On November 18-19, New York will play host to our global summit on Wearables and Retail Innovation, ‘Interconnected’. Featuring 100 speakers, mentors and movers and shakers, the event is well positioned to take the pulse of the fashion world now. Indeed, as 2014’s horizon comes into view, with it has come a tangible sea change: a whole new wave of wearable devices that are actually pretty wearable.
Apart from talks from key players in the wearables world, the summit also marks an opportunity for start-ups everywhere to get involved. Our startup competition aims to find this year’s most beautiful wearable, full stop. But what, when it comes to fashion X tech, should the criteria for beauty be? “Custom alloys engineered for beauty and durability” – that’s the Apple Watch’s take. “Effective, simple and durable” – that’s from the founder of Kovert Designs, Kate Unsworth (you can catch her in NYC, too).
When it comes to wearable fashion, then, it would appear that sleek function is what makes for beauty. But surely such an attitude doesn’t poach its preference for the practical from the fashion world.
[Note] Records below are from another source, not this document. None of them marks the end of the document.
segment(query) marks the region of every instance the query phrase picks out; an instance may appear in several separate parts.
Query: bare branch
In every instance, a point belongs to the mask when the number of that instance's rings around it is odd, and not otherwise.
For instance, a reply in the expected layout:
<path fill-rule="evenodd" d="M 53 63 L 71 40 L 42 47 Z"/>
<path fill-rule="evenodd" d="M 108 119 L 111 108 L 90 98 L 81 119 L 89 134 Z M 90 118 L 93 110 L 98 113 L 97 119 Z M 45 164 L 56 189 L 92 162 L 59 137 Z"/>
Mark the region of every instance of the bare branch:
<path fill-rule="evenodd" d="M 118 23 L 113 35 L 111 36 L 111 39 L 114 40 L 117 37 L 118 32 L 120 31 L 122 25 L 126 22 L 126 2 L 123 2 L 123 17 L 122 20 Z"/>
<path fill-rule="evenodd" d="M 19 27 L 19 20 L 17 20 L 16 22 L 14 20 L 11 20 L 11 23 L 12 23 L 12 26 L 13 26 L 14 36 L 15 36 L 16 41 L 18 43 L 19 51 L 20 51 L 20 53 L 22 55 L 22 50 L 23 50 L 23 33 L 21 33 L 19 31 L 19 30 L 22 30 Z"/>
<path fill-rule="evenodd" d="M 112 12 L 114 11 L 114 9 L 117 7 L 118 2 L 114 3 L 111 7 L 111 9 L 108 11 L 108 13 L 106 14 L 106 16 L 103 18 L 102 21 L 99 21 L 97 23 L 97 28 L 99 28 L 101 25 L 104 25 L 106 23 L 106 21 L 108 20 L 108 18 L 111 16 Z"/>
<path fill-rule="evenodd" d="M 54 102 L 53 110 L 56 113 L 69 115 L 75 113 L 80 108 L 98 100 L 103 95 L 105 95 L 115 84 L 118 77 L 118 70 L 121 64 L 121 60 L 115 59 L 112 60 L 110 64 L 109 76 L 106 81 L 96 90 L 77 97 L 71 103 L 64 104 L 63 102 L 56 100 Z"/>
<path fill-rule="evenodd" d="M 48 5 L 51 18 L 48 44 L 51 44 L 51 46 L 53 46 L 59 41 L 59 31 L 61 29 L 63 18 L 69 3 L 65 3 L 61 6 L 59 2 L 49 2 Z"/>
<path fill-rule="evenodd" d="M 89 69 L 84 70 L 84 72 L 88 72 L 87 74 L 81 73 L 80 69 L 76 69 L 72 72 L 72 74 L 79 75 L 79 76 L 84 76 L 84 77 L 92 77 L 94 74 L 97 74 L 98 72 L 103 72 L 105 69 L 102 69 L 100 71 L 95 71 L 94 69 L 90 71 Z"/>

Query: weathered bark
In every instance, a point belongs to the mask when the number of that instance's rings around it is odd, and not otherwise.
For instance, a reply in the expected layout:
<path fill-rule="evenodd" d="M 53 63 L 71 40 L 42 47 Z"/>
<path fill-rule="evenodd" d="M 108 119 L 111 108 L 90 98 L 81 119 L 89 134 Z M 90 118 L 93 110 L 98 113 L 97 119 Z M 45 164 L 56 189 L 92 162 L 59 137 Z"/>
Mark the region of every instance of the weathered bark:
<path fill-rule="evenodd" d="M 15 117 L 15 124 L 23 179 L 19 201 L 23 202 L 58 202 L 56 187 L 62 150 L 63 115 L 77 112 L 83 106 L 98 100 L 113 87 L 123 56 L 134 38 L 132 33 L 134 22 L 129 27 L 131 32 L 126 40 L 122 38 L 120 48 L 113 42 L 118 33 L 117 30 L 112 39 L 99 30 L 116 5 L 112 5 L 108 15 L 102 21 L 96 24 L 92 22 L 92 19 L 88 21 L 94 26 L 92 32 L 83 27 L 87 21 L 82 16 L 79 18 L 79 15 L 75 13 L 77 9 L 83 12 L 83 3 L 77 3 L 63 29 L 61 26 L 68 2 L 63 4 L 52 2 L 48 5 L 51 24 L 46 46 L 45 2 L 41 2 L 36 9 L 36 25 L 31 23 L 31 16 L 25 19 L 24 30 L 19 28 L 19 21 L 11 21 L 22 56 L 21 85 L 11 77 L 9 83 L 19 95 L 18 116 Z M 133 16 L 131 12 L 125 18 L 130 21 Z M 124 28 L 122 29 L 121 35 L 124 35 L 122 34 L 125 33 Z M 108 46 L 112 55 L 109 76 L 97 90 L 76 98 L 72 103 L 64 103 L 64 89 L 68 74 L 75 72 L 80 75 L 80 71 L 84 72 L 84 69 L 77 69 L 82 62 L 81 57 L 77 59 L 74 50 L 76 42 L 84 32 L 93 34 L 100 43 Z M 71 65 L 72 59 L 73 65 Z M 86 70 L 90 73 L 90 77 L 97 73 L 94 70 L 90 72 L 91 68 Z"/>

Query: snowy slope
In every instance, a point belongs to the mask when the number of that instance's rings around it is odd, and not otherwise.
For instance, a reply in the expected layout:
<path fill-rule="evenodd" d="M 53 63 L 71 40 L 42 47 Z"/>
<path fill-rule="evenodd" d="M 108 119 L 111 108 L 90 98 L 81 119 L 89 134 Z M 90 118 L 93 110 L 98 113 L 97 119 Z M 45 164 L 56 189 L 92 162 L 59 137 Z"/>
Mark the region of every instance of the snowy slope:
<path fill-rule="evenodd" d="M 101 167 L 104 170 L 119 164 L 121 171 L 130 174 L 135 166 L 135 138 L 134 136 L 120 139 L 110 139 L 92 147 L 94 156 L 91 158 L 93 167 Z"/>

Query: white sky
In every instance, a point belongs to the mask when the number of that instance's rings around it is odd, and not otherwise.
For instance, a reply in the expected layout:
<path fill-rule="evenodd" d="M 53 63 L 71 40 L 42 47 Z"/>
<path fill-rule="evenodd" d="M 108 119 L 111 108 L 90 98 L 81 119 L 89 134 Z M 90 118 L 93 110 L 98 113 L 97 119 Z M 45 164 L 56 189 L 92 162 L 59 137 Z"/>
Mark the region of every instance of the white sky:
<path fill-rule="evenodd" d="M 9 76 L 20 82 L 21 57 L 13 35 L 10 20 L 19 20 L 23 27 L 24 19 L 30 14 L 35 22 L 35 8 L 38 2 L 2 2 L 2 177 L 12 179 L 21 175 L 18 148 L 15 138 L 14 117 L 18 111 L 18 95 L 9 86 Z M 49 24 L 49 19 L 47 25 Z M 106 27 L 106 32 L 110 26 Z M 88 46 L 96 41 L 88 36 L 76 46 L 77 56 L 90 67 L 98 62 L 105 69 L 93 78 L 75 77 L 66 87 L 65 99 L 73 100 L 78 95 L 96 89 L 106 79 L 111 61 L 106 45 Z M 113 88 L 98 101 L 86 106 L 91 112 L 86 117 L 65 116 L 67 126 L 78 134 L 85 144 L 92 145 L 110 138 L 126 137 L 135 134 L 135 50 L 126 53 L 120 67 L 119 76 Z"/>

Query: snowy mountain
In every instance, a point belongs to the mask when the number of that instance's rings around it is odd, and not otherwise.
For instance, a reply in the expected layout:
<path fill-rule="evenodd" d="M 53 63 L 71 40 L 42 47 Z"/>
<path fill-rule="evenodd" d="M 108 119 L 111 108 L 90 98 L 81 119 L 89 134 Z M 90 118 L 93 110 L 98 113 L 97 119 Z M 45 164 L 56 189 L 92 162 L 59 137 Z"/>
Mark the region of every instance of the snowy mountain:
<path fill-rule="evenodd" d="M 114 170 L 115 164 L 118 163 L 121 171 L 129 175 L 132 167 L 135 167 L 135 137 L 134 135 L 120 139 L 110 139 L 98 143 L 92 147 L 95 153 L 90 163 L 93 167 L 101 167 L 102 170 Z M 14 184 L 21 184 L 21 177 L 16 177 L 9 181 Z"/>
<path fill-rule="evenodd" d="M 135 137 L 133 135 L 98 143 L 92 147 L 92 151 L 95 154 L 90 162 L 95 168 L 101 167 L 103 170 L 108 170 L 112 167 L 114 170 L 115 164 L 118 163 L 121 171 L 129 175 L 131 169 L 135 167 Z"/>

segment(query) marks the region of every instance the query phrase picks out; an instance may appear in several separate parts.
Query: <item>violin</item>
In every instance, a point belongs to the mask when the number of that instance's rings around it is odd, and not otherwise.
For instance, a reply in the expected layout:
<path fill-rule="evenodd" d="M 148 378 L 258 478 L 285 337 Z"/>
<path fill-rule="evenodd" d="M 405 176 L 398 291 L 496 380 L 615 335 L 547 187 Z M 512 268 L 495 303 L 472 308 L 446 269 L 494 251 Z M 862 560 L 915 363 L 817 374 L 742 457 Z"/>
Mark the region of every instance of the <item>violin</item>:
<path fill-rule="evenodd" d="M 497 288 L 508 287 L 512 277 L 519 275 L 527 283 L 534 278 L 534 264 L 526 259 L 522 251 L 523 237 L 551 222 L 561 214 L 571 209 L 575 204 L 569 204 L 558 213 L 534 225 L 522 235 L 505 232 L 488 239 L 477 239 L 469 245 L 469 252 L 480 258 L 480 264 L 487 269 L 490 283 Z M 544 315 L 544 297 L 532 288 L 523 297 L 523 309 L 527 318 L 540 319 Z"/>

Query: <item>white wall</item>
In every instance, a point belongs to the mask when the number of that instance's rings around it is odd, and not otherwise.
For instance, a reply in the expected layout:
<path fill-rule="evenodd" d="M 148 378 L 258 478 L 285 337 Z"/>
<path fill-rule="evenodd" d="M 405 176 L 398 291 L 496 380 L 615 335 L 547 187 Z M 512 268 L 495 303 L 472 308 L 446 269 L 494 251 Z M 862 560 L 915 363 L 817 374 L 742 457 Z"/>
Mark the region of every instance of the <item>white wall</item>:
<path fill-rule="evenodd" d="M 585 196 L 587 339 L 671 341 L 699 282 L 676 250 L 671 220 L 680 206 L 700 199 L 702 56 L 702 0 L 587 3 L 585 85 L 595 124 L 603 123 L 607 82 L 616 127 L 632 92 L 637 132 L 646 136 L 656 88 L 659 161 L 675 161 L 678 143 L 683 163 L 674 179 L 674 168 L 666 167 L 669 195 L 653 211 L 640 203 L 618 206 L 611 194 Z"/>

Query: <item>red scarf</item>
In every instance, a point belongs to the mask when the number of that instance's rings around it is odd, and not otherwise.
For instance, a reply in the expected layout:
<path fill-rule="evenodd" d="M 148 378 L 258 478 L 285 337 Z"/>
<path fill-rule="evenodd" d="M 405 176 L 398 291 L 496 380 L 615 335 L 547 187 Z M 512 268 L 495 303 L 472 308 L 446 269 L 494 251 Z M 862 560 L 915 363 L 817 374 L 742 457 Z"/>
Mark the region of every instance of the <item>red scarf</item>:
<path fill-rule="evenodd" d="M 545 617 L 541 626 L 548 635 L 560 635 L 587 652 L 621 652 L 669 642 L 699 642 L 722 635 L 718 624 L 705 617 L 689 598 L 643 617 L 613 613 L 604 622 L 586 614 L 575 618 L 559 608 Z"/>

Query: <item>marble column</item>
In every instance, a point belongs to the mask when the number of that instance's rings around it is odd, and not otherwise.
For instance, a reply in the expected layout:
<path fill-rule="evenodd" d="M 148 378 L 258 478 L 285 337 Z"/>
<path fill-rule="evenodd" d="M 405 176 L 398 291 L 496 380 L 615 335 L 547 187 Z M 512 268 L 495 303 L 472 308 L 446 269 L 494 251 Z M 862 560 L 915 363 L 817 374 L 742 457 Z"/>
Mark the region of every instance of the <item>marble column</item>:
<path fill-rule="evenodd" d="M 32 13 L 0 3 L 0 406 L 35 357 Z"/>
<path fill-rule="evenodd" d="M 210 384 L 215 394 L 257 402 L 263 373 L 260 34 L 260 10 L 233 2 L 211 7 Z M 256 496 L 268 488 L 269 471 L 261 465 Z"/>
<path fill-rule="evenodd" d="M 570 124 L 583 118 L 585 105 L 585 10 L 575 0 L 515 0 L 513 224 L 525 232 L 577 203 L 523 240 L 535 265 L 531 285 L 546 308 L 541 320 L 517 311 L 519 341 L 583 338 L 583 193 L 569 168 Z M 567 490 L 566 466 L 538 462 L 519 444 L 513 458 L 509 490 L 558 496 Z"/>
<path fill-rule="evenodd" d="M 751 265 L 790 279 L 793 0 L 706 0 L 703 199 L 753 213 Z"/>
Silvia Fendi probably sums it up best when describing her ‘Baguette’ bag: “The Baguette really started this kind of new life for the accessory. It was treated like a fashion item, like a garment more than a bag.” In other words, the best-selling accessory of the decade’s bright color-ways, varied textures, small interior and single strap make it one of the least “functional” on the market. Is it about time we valued wearables by the same, aesthetically pleasing criteria?
The key, here, is integration. Fashion items so technologically advanced, so to speak, that the technology itself starts to disappear. Speaking sense on the point of aesthetics is the man who, in an uncanny move, dubbed himself with a URL-ready name since before the Internet was a thing: Will.i.am. As announced at the Wired conference last week, he’s enlisted architect Zaha Hadid to design variations on his smart cuff, Puls. The Hadid-designed Puls transforms the original sleek cuff, instead adding neofuturistic curves and bold elongation. Pushing the boundaries of the “sleekness and light” that is fast becoming the “aesthetic” of the incoming generation of wearables, it’s a welcome reminder to us all that what constitutes “beauty” in fashion isn’t interchangeable with what’s expected of its function. It is multiple perspective points, not the Apple-led monopoly, that really makes the wearables scene exciting. That’s also why, as our official competition will hope to demonstrate during Decoded Fashion NY, there’s no time like the present to bring the next wearable gamechanger to the industry’s attention.